The output system is:
$x(t)$ -->(S)--> $y(t) = \int_{-\infty}^{t}x(\tau) d\tau$
Recall that the system is causal if the output at $t$ depends only on input before $t$, or if the impulse response $h(t)=0,\forall t <0$
I guess the system is not causal, but I am not sure how to obtain the impulse response if we are given the output.
On
Note that the input/output relation of your system can be written in terms of a convolution:
$$y(t)=\int_{-\infty}^{\infty}x(\tau)u(t-\tau)d\tau\tag{1}$$
where $u(t)$ is the unit step function, which is zero for $t<0$ and equals $1$ for $t>0$. Eq. (1) proves that the system is linear and time-invariant. Furthermore, it proves that the system is causal because the system's impulse response equals the unit step function, which is zero for $t<0$.
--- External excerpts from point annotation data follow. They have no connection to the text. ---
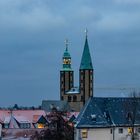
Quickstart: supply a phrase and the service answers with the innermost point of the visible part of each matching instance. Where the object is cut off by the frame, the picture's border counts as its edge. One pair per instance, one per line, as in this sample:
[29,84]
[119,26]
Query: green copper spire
[86,62]
[66,58]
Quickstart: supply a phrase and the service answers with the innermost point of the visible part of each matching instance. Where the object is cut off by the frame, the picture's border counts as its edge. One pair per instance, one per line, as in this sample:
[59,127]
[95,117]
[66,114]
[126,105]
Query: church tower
[86,74]
[66,74]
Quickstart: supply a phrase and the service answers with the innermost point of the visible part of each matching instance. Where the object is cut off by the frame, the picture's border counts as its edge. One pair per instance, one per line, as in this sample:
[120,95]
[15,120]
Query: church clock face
[67,61]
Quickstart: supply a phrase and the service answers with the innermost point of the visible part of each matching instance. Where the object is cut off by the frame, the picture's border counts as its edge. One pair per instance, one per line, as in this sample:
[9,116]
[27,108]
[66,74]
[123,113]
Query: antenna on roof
[86,31]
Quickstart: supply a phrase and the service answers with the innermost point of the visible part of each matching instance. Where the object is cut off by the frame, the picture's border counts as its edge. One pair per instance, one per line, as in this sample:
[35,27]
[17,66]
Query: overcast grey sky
[32,34]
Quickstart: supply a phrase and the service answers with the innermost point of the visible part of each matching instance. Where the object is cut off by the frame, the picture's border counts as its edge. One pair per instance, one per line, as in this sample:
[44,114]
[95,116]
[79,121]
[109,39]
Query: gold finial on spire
[86,31]
[66,43]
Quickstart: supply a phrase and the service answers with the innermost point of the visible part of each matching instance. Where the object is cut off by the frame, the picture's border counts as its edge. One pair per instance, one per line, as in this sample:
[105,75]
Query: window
[62,98]
[139,129]
[82,98]
[69,98]
[74,98]
[24,125]
[6,125]
[84,133]
[120,130]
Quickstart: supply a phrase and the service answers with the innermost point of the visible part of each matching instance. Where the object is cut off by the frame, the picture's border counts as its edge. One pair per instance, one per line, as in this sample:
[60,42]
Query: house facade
[109,119]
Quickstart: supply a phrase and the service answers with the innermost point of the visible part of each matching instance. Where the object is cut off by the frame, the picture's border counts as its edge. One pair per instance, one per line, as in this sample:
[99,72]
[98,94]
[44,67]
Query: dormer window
[93,117]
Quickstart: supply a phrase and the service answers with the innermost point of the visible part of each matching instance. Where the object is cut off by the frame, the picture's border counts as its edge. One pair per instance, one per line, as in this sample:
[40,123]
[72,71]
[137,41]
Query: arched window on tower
[74,98]
[69,98]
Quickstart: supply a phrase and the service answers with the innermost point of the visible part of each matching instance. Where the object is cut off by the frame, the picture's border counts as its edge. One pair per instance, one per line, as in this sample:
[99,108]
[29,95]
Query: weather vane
[86,31]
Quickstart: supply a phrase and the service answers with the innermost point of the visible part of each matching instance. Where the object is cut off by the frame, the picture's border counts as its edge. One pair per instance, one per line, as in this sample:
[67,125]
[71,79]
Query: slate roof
[107,112]
[86,62]
[47,105]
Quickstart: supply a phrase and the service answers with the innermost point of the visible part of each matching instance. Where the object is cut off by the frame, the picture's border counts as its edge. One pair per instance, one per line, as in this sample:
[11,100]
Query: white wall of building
[105,134]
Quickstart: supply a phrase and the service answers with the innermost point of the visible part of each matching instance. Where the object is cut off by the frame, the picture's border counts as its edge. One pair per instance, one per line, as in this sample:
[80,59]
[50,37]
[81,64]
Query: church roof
[47,105]
[86,62]
[102,112]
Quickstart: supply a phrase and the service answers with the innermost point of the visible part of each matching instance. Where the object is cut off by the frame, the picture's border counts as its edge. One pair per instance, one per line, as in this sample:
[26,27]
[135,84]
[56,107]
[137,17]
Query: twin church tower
[76,96]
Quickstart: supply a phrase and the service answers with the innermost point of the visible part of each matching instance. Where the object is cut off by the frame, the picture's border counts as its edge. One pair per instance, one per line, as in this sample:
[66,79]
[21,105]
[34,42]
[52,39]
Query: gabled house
[23,119]
[39,121]
[109,119]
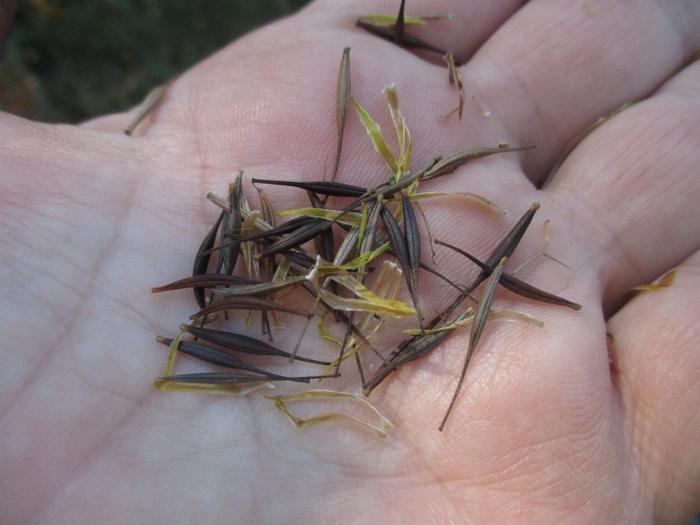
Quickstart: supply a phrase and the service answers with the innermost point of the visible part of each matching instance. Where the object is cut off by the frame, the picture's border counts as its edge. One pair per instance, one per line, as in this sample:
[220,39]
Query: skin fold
[591,419]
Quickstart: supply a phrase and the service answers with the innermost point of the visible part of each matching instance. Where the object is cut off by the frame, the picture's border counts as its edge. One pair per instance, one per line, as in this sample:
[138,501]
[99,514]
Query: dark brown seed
[214,378]
[419,345]
[218,357]
[399,247]
[201,260]
[514,284]
[412,235]
[258,289]
[247,303]
[408,41]
[242,343]
[399,29]
[149,104]
[324,242]
[266,208]
[224,378]
[207,280]
[455,79]
[480,317]
[331,189]
[293,240]
[233,225]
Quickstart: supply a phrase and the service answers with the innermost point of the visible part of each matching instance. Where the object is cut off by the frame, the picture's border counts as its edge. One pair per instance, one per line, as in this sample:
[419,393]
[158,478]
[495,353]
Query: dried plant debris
[393,29]
[456,80]
[664,282]
[351,263]
[150,103]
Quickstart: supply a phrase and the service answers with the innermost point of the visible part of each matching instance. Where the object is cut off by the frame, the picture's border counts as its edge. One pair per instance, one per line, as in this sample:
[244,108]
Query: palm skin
[545,429]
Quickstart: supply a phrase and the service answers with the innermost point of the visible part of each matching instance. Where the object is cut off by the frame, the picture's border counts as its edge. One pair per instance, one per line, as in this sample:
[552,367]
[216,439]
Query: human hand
[544,431]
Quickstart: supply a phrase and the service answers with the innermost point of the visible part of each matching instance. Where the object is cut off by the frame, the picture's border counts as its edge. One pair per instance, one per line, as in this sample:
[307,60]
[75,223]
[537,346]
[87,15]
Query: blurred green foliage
[66,61]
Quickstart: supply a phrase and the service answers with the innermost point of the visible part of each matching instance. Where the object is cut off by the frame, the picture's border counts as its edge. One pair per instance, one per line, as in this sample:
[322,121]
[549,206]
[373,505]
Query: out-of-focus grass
[67,60]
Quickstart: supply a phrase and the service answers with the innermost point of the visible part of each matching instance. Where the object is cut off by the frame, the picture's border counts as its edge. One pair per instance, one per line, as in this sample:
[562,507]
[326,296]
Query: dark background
[67,61]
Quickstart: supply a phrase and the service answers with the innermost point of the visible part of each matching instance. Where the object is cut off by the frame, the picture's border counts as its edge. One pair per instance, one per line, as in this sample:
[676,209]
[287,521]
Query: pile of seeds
[353,260]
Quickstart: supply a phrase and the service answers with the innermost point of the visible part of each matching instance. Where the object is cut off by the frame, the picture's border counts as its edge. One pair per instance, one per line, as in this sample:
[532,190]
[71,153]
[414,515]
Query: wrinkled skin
[554,425]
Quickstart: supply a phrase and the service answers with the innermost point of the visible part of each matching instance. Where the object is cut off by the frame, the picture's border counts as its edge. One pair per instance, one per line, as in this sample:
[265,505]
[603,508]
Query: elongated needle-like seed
[201,260]
[341,106]
[480,317]
[151,101]
[419,345]
[514,284]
Let $ (Lx)(t) = \int_{-\infty}^t x(\tau)d \tau$.
You want to show that if $x_1,x_2$ are such that $x_1(s) = x_2(s)$ for $s \le t$, then $(Lx_1)(t) = (L x_2)(t)$.
You have $(Lx_1)(t) = \int_{-\infty}^t x_1(\tau)d \tau = \int_{-\infty}^t x_2(\tau)d \tau = (L x_2)(t)$.
Hence the system $L$ is causal.
Alternatively, albeit the use of distributions is unnecessary, we can look at the response of the system when subjected to an impulse input. You need to verify that the system is linear and time invariant first, then note that if $t < 0$, we have $h(t) = (L \delta)(t) = 0$.